Despite what I said in #1, I can overfocus at times. When my dance card is full, I consistently quit looking for new work. This becomes a problem when the existing assignments end, since the money dries up with nobody on deck. What’s worse is how easy this is to solve. Just a matter of putting the hours in.

3. Planning as Procrastination

My heterosexual life partner Matt Zanger (and my lovely and talented better half Rachel Letofsky) will both make fun of me for saying this out loud. They consider me an overplanner, and I consider them both underplanners.

I talk a lot in this blog about the importance of planning (I even did several articles about choosing my favorite planner). None of that is false. Planning is as vitally important to succeeding in your life plan as proper driving directions are to taking a successful road trip.

But sometimes I overdo it. I spend time planning and overplanning, because planning is comforting. And sometimes I plan again when I should be sticking to my earlier plan. It’s hard for me to admit that I plan too much, but at times…I….um…ergh…erk…plan too much.

4. The Shoeless Cobbler

I make a huge deal on this blog, in my books, and in my presentations about the importance of a good website, a solid mailing list, and systematic, tactical social media. I do that because they are hugely important.

But do I practice what I preach? My website is out of date stylistically. My newsletter gets updated on schedule (some of the time). And my social media is random. Hit and miss. I tell myself that’s okay because their job is to get me work, and I’m not doing it because I have so much work.

But still.

What makes this work is the one time I really nailed this, I had five books all in the top ten of their Amazon category just from the tactical social media part of it. This stuff really works, and could skyrocket my career. It’s there for the taking, and will still be there next week.

5. Saying Yes Too Much

This is so common  there are books about it. People give in to social pressure to take on more and more responsibilities and activities because we all want to be liked. Then you start dropping balls, or being surly during performing those responsibilities, or generally screwing the pooch because you overcommitted.

I am really, really bad about this. For me it’s a double-edged sword because my two superpowers are boundless energy and hyperfast work speed. For a long time, there wasn’t much such thing as “too many commitments.” I got it all done, and done well.

But I’m older now, with kids and a family and friends and all manner of hands on my time. I recently made myself stop pretending I could get any work done on weekends. It never happens. So baby steps, baby steps.

6. “Too Busy to Sleep”

I wrote an article once upon a time about the ROI (Return On Investment) of putting time into self-care.
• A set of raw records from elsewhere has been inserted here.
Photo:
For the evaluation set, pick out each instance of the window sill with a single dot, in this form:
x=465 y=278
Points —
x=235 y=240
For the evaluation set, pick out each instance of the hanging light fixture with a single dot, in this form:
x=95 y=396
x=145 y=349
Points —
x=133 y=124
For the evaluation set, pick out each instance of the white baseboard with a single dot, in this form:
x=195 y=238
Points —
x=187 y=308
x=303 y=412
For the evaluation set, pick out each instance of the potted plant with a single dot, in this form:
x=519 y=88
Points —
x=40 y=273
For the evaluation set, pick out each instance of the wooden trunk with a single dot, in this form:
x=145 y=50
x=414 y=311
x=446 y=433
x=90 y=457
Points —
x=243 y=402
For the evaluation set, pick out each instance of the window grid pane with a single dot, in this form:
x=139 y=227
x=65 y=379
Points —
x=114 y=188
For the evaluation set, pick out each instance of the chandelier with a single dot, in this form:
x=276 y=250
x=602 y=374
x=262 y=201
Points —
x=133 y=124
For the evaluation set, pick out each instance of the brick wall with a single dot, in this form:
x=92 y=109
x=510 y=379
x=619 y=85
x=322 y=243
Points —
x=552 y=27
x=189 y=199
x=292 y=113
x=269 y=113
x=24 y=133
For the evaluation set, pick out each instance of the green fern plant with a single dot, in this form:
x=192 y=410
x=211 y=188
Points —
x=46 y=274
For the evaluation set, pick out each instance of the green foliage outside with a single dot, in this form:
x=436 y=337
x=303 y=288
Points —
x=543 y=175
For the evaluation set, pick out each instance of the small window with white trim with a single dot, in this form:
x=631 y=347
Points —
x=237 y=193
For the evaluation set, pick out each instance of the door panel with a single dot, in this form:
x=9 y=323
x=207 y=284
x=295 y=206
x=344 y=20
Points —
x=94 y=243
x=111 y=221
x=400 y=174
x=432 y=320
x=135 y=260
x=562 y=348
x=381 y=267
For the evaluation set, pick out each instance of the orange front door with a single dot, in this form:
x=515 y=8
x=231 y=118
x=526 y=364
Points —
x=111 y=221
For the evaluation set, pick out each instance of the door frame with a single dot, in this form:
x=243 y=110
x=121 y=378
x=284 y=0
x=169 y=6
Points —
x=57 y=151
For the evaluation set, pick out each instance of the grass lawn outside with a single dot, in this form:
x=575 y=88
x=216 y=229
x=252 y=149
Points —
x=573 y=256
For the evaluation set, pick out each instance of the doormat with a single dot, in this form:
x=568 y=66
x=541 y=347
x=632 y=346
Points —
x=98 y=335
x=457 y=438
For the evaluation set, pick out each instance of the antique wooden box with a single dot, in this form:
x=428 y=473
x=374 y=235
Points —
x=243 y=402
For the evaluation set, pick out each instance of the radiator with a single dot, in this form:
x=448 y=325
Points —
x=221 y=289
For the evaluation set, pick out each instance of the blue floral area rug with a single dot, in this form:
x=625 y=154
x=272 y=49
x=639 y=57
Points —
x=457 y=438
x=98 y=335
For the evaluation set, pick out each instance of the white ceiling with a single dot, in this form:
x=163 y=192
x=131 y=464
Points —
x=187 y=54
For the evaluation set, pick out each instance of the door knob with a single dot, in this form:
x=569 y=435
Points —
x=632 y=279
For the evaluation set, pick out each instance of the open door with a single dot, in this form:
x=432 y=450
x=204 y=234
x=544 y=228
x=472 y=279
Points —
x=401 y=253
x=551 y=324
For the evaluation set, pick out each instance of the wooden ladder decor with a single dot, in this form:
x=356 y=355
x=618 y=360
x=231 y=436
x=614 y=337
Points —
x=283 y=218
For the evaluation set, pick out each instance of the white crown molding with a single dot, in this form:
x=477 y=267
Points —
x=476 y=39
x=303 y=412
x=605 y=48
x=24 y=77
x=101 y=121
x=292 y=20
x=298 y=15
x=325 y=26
One of the best, most clearly proven examples, was getting enough sleep. Multiple studies show that sleeping 7 hours instead of 6 makes you at least two hours’ worth of more productive in an 8 hour workday. Six hours instead of five is even better.

This is something I know, both from research and personal experience. And yet one in the morning finds me hitting the Netflix feeder bar more often than I care to admit. Like the first item on this list, what’s even more frustrating is how easy it would be to act on my knowledge here and just kill that bad habit.
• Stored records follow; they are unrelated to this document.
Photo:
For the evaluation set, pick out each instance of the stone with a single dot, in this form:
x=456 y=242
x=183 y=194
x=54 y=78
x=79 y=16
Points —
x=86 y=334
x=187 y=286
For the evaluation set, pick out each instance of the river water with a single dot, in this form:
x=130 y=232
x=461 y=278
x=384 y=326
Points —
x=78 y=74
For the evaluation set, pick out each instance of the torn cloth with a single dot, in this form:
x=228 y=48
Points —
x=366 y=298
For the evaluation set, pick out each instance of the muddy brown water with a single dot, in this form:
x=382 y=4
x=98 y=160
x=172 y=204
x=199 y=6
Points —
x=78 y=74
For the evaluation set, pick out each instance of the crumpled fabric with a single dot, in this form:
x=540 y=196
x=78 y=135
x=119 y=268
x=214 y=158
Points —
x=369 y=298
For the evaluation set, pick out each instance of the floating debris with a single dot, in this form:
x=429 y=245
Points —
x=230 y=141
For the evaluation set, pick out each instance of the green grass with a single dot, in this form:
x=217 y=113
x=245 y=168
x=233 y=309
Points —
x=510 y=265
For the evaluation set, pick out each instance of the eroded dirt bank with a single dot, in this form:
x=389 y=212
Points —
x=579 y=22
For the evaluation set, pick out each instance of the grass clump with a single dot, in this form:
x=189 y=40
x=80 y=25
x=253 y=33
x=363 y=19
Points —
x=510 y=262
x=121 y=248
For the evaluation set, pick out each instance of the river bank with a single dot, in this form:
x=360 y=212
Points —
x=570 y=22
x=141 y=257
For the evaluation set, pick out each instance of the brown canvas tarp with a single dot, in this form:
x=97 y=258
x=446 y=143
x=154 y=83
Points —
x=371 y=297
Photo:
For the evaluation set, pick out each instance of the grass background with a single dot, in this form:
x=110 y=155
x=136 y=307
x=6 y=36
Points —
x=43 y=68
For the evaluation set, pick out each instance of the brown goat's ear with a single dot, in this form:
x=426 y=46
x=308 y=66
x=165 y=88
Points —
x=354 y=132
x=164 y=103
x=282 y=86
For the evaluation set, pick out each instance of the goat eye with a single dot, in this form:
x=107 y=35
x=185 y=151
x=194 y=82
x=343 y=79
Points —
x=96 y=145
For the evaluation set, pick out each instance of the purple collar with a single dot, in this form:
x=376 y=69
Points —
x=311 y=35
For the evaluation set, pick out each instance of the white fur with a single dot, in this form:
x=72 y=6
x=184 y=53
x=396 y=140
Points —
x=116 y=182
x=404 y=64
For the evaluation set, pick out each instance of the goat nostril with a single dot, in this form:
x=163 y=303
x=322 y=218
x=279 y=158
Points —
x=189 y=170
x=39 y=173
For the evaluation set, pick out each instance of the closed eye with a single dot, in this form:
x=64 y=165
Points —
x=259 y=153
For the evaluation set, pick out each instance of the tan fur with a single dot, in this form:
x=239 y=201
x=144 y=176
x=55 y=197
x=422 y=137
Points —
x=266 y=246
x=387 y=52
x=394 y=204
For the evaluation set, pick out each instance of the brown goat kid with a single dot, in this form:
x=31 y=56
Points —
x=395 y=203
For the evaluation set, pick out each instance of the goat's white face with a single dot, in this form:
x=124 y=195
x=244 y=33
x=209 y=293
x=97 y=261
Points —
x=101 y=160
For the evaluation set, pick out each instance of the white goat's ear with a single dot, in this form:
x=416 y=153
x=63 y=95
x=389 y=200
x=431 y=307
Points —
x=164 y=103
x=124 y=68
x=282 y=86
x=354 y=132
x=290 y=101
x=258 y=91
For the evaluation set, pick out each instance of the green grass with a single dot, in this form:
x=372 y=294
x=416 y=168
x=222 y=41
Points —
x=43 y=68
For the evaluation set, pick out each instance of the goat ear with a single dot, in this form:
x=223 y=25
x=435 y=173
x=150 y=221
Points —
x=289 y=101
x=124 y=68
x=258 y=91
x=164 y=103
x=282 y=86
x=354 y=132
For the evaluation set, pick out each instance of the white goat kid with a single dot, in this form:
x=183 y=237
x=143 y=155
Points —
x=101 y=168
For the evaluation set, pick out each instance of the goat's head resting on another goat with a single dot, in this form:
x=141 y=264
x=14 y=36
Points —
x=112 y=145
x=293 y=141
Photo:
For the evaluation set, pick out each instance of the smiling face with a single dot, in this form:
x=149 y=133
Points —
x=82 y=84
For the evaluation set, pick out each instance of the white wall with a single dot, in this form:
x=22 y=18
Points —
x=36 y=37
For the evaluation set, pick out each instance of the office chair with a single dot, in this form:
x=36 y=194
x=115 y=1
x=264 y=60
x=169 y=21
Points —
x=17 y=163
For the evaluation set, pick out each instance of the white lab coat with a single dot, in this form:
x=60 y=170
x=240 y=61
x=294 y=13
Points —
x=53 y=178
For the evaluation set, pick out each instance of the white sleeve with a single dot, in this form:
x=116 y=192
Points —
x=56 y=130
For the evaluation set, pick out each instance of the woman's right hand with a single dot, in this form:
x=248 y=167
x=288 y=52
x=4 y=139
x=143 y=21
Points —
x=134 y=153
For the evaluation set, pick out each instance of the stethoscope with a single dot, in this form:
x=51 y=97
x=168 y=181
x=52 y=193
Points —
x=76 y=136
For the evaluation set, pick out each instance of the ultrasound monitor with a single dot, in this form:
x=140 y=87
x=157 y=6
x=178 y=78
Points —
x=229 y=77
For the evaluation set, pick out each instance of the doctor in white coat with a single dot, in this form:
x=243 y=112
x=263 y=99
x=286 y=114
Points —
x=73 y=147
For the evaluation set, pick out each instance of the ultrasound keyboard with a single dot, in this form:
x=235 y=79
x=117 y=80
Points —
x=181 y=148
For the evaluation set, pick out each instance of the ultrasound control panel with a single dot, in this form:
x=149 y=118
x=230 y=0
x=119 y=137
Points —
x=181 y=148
These are the things that keep me in the job I have, instead of the job I want. I’m working to fix each of them. In fact, a monthly piece on how I’m fixing them item-by-item is part of my plan for the coming few months. I’ll close today with a pair of quotes that’s always been near to my heart, and applies to these screwups and screwups of all kinds.

“Fall seven times and stand up eight.”

That’s one of my very favorite Japanese proverbs (“Nanakorobi yaoki”).  Or, as Rocky Balboa put it while talking with his son:

“It ain’t about how hard you hit. It’s about how hard you can get hit and keep moving forward.”

Either way, success in all things isn’t a matter of not making mistakes. It’s a matter of learning from those mistakes and making each mistake less often.

How have you screwed up? What are you doing to screw up in that way less often? How can I (or anybody else in the blog community here) help?